Silicon Metamaterials Hold Promise for Photonic Circuits, Chips

As data transmission technology moves towards miniaturization, all-diaelectric, silicon-based metamaterials may offer the necessary control of light through achievement of total internal reflectance.

Transparent metamaterials under development could enable computer chips and interconnecting circuits that use light instead of electrons to process and transmit data, representing a potential leap in performance. Courtesy of Purdue University/Zubin Jacob.

Researchers from Purdue University seek to engineer total internal reflection in optical fibers surrounded by a transparent silicon metamaterial, which could enable computer chips and interconnecting circuits that use light instead of electrons to process and transmit data.

Although optical fibers are now used to transmit large amounts of data over great distances, the technology cannot easily be miniaturized because the wavelength of light is too large to fit within the miniscule dimensions of microcircuits.

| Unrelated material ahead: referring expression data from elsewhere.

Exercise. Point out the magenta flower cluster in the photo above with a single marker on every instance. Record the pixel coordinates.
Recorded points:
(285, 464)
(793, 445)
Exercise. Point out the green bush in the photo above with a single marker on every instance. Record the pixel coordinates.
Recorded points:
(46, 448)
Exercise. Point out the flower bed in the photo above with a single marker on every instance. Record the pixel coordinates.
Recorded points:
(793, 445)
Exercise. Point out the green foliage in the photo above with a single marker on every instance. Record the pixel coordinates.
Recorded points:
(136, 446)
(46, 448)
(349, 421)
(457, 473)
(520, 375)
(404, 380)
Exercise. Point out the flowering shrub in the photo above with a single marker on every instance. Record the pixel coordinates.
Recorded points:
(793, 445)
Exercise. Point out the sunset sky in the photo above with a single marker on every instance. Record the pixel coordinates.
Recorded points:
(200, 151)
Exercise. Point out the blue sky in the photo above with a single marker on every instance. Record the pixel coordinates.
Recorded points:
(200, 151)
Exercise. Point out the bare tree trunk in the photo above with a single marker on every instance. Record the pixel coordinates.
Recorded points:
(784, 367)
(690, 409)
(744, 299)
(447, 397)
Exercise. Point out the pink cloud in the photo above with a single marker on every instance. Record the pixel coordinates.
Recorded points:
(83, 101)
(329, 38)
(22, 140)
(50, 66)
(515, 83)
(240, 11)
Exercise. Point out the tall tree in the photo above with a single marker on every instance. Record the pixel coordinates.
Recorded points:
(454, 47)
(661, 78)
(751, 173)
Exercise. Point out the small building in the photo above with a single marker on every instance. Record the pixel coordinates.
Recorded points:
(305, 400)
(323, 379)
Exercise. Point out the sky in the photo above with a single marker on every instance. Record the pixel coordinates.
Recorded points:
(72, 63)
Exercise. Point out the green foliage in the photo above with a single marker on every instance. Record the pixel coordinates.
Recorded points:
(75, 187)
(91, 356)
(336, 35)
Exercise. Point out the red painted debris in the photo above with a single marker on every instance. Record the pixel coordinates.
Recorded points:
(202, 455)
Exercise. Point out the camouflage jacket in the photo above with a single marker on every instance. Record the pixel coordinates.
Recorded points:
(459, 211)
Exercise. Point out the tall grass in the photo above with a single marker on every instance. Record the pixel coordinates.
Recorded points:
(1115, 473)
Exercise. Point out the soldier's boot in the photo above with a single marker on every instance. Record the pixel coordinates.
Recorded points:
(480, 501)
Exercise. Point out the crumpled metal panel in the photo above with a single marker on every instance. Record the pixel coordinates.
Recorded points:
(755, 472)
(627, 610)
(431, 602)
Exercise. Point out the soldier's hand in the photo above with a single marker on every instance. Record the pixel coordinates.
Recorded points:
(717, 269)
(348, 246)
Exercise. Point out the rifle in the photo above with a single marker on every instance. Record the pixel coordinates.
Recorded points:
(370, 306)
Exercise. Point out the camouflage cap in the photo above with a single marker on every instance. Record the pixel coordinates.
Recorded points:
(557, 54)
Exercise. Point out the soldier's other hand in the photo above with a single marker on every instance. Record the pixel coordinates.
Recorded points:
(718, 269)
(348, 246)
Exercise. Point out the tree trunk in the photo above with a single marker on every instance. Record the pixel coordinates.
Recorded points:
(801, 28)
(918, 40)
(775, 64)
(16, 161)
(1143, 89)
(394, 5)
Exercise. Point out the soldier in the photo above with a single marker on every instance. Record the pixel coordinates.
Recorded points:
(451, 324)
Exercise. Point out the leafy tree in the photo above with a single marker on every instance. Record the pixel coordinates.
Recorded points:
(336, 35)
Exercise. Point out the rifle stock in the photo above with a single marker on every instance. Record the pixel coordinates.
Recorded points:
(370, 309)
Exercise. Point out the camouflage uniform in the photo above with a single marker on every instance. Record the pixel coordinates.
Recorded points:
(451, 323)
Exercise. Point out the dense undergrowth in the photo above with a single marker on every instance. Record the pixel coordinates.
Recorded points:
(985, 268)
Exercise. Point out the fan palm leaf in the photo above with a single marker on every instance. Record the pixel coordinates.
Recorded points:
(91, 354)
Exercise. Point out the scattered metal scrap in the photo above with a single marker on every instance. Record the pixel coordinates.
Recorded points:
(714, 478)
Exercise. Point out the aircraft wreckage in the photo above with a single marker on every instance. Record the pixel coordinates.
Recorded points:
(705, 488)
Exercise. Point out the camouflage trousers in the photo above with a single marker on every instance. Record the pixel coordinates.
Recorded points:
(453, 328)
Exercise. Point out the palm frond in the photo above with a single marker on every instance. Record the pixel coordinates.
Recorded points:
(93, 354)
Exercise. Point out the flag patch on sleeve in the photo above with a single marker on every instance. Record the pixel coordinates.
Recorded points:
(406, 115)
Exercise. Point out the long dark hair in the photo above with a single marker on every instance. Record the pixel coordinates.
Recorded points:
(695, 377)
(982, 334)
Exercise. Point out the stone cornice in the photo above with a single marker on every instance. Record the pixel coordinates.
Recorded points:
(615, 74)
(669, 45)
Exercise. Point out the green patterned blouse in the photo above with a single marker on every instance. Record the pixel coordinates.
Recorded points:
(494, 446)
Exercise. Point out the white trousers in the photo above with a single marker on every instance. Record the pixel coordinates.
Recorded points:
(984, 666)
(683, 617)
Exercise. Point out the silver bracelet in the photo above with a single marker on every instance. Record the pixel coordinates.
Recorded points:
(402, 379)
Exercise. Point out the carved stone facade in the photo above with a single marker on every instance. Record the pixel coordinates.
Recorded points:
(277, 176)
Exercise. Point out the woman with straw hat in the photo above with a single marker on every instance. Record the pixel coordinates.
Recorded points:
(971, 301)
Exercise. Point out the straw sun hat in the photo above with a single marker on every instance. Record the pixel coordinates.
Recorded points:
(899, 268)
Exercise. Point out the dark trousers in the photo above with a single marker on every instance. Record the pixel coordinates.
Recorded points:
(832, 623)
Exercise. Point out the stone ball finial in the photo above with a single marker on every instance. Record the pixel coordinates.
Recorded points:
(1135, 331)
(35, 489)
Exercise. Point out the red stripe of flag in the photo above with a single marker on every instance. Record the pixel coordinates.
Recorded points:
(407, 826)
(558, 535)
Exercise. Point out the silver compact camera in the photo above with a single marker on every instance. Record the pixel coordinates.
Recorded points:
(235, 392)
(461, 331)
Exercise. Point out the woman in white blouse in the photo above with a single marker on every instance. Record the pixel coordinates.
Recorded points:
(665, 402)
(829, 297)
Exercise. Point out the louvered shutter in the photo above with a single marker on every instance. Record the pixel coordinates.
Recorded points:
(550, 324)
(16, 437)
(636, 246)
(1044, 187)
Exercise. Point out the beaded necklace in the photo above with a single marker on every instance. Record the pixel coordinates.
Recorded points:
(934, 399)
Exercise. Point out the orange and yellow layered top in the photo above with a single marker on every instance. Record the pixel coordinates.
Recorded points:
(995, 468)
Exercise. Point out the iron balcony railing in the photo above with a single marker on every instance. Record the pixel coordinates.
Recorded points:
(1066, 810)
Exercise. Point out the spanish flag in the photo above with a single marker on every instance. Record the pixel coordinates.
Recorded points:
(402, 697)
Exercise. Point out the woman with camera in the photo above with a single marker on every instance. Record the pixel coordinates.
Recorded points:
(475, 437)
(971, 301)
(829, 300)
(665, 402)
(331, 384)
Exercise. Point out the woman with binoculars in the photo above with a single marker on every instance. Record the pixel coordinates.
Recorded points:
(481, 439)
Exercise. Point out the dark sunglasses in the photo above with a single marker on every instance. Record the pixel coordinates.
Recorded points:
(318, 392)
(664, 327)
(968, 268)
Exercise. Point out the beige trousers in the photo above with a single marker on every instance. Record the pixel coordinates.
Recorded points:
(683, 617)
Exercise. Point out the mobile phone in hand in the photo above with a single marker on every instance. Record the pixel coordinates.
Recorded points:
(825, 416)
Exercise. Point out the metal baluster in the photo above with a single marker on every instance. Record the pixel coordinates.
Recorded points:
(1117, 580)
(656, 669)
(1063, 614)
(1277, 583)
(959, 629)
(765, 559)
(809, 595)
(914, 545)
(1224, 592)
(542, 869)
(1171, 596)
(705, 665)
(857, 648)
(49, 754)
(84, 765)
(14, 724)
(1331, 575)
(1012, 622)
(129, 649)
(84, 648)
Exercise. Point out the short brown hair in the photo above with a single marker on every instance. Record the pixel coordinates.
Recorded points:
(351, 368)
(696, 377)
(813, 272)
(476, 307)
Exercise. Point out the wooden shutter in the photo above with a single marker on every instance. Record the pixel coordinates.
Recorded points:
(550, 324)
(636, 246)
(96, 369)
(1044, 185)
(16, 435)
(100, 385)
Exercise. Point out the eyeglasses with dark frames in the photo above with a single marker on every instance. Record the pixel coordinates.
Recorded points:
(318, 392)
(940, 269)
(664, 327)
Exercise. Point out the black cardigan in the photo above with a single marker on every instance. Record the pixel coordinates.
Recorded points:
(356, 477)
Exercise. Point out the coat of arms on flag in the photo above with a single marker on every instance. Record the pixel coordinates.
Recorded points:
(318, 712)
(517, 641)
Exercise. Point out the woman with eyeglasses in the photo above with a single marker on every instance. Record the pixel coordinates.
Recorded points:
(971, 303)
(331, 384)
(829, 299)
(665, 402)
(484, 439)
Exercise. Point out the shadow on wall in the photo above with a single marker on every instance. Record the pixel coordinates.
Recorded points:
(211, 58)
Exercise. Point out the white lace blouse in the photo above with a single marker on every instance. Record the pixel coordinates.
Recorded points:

"The role of optical fibers is to guide light from point A to point B, in fact, across continents," said professor Zubin Jacob. "The biggest advantage of doing this compared to copper cables is that it has a very high bandwidth, so large amounts of data can pass through these optical cables as opposed to copper wires. However, on our computers and consumer electronics we still use copper wires between different parts of the chip. The reason is that you can't confine light to the same size as a nanoscale copper wire."

Transparent metamaterials — nanostructured artificial media with transparent building blocks — allow unprecedented control of light and may enable the wavelength of light to be shrunk, the researchers said. Very high-bandwidth communication on a chip and interconnecting circuits between chips is necessary for faster clock and, therefore, data processing speeds.

Unlike some of the metamaterials under development, which rely on the use of noble metals such as gold and silver, the Purdue researchers said their metamaterials are made entirely of dielectric materials, i.e., insulators and nonmetals. The use of metals results in too much loss of light to be practical in terms of output and energy required to operate; in metal-based systems, much of the light is converted into heat. Basing such devices on the silicon platform would enable integration of electronic and photonic devices on the same chip.

A critical detail is the material's anisotropic velocity, meaning light is transmitted much faster in one direction through the material than in another. Conventional materials transmit light at almost the same speed no matter which direction it is traveling through the material.

"So in one direction, light travels almost as fast as it would in a vacuum, and in the other direction it travels as it would in silicon, which is around four times slower,” said Jacob.

The innovation could make it possible to modify total internal reflection, the principle currently used to guide light in fiber optics. The researchers are working to engineer total internal reflection in optical fibers surrounded by the new silicon-based metamaterial; adapting total internal reflectance down to the nanoscale, which the researchers said they were the first to achieve, is the first step.

Because the materials are transparent, they are suitable for transmitting light, and miniaturized data-processing units are one potential application.

"Another fascinating application for these transparent metamaterials is in enhancing light-matter coupling for single quantum light emitters," Jacob said. "The size of light waves inside a fiber are too large to effectively interact with tiny atoms and molecules. The transparent metamaterial cladding can compress the light waves to sub-wavelength values thus allowing light to effectively interact with quantum objects. This can pave the way for light sources at the single photon level."

The researchers have obtained a U.S. patent on their design. The work was published in Nature Nanotechnology (doi: 10.1038/nnano.2015.304).